Borehole heat exchanger (BHE) technology is growing on a worldwide scale. Ground source heat pump (GSHP) systems are used increasingly because they are among the cleanest and most energy efficient heating/cooling systems for buildings. Furthermore this technology is being applied widely, not only in civil buildings, but also in agricultural and zoo-technical facilities [1]. From the hydrogeological point of view, one of the most important aspects in the use of GSHP systems is the forecast and control of the temperature in aquifers and the development of the heat perturbation in groundwater, often considered as a contaminant plume in some environmental regulations. From here, the need arises to simulate, through mathematical models, the GSHP systems in order to evaluate the impact of temperatures in the subsoil [2,3].

Some of the most used hydrogeological computer codes, for instance MT3DMS [4] or FEFLOW [5], are suitable for reproducing heat transfer between BHE and aquifer and have been recently used to simulate BHE operation in different hydrogeological settings. In previous studies [6], the authors demonstrated that MT3DMS can be used to predict the thermal impact and the energy performance of BHE systems with a good accuracy, fully simulating the U-pipe geometry and the heat carrier fluid. The model predictions were compared to some well-known analytical solutions, producing a very good agreement in the purely conductive case and a good agreement for a wide range of Darcy velocities.

The energy performance of GSHPs strongly depends on the heat transfer process between the BHEs and the ground. The BHE, which often consists of single or double U-shaped pipes inserted in a borehole back-filled with grout, is characterized by an effective thermal resistance R_bh [7] related to the temperature drop between the average fluid temperature and the BHE wall. The grout provides a heat transfer medium between the heat exchanger and the surrounding formation and prevents contamination in case of leakage of the anti-freeze circulating fluid. Grout thermal conductivity is known as a crucial parameter, dominating the borehole thermal resistance [8,9] and impacting the heat exchanger efficiency [10,11,12,13]. Therefore so-called thermally enhanced grouts are being developed and investigated since the late 90’s [14,15,16]. Clearly a grouting material with low thermal conductivity increases the borehole thermal resistance, although the latter closely depends also on the spacing between the pipes [17,18,19]. Although these studies are related to the use of thermally enhanced grouts, it remains unclear how much these ones can improve long-term BHE performance. Dehkordy and Schincariol [20] indicated that a thermally enhanced grout (λ_g = 3 W·m⁻¹ K⁻¹) increases heat extraction by more than 10% compared to a grout with poor thermal conductivity (λ_g = 1 W·m⁻¹ K⁻¹). However, this influence has to be compared to that of the ground thermal conductivity, which can play a more important role in increasing or reducing BHE performance. Ghasemi-Fare and Basu [21] showed that the soil thermal conductivity has a much larger impact on the long-term energy performance of an energy pile than the pile thermal conductivity.
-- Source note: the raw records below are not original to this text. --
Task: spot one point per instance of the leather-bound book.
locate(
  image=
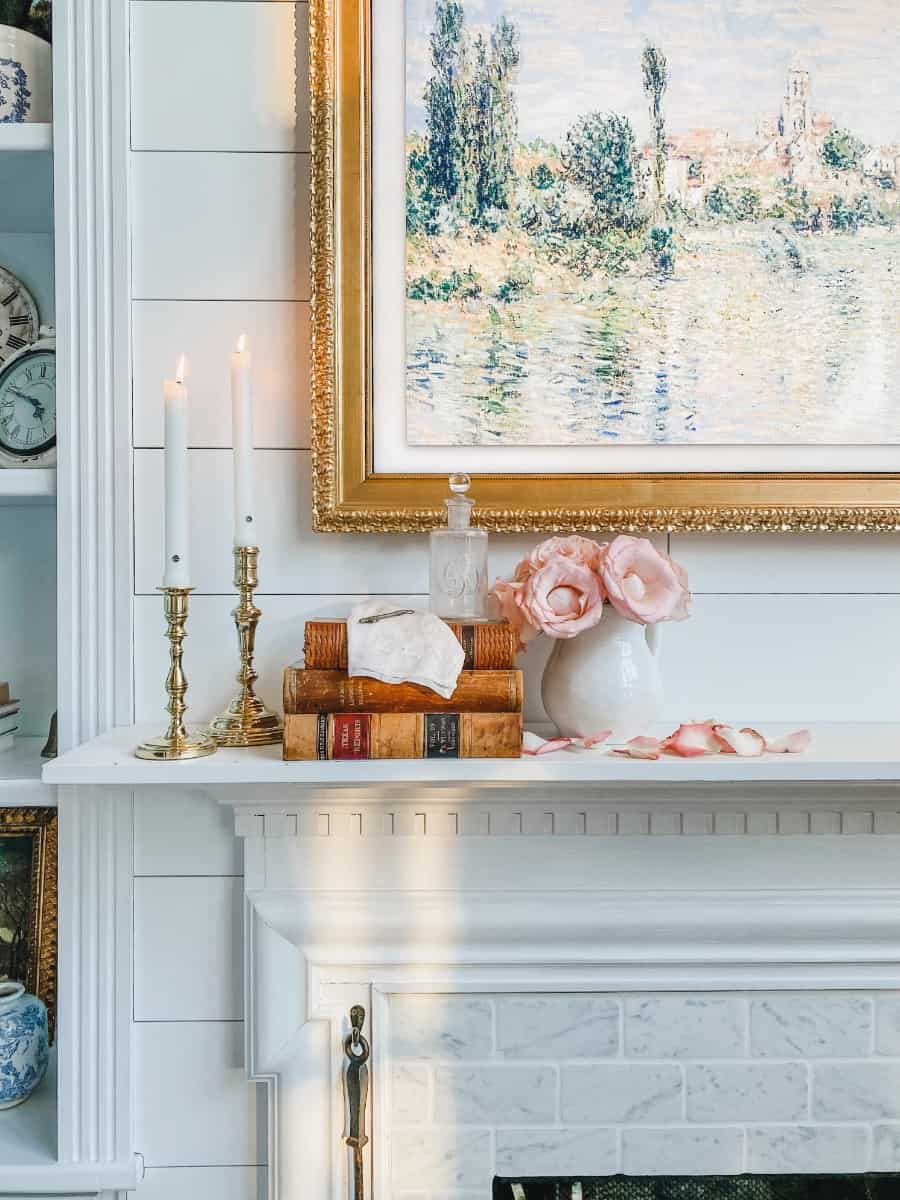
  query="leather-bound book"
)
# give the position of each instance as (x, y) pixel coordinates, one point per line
(342, 736)
(335, 691)
(489, 645)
In Delaleux et al. [22], an enhancement of the grout thermal conductivity was chosen as the best way to improve the overall exchanger performance; Jun et al. [23] evaluated the grout conductivity influence on the heat transfer length and on the thermal resistance of borehole and soil. Finally, Lee et al. [24] stated that an increase in the thermal conductivity of backfilling grouts leads to considerable reduction in the installation cost of a ground heat exchanger by shortening the required bore length.
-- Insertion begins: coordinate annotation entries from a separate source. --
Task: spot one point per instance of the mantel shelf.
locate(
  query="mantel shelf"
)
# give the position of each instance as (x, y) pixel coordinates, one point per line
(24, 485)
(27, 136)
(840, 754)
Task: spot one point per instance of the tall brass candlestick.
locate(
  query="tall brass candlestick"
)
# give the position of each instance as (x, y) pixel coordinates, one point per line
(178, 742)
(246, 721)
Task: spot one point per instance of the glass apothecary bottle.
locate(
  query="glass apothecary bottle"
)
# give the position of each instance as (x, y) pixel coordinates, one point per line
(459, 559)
While most studies focused on the thermal properties of the grout, it is important to keep in mind that grout is also characterized by a very low hydraulic conductivity and this property can play a role in BHE performance in subsoils with a significant groundwater flow. The impact of groundwater flow on the ground heat exchangers operation and performance in the short and long term was recently investigated and highlighted by several authors [12,13,25,26,27,28]. As far as groundwater-influenced Thermal Response Tests are concerned, Wagner et al. [29] pointed out that the discontinuity in the hydraulic properties passing from the grout to the surrounding ground may result in a different borehole wall temperature affecting the TRT interpretation. However, to the best of the authors’ knowledge, whenever a sensitivity analysis of the BHE efficiency to relevant parameters is performed [10,13,30,31], groundwater impact and grouting materials influence are evaluated separately, disregarding any combined effect.
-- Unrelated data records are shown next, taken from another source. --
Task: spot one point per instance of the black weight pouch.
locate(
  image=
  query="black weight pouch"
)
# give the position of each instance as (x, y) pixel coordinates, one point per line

As long as conduction is the only heat transfer mechanism in the surrounding ground, the low hydraulic conductivity of the grout has marginal impact on the borehole thermal performance. In turn, when a significant groundwater flow is present, the question arises whether hindering advection in the borehole results in a penalty. Therefore in this paper finite-difference numerical simulations investigate the role of the grouting material thermal and hydraulic conductivities when the borehole heat exchanger operates in an aquifer with a relevant groundwater flow. A single U-pipe borehole in a sandy aquifer is simulated as in the previous study by the authors [6], where however the surrounding soil formation was assumed as back-filling material for the borehole. A comparison is then carried out among the base case (Case 1), where the borehole is back-filled with the surrounding soil formation, and the cases where thermally enhanced grout (Case 2) and poor grout are used (Case 3).

Simulations are carried out maintaining the inlet temperature constant in order to reproduce the yearly operation of the GSHP system. Then the effect of the grouting material is assessed comparing the models results. Three groundwater flow velocities are simulated: the null-velocity (i.e., purely conductive condition), i.e., Case a, Darcy velocity equal to 10⁻⁶ m/s, i.e., Case b and 10⁻⁵ m/s, i.e., Case c. A list of parameters and symbols used in the paper is shown in Nomenclature.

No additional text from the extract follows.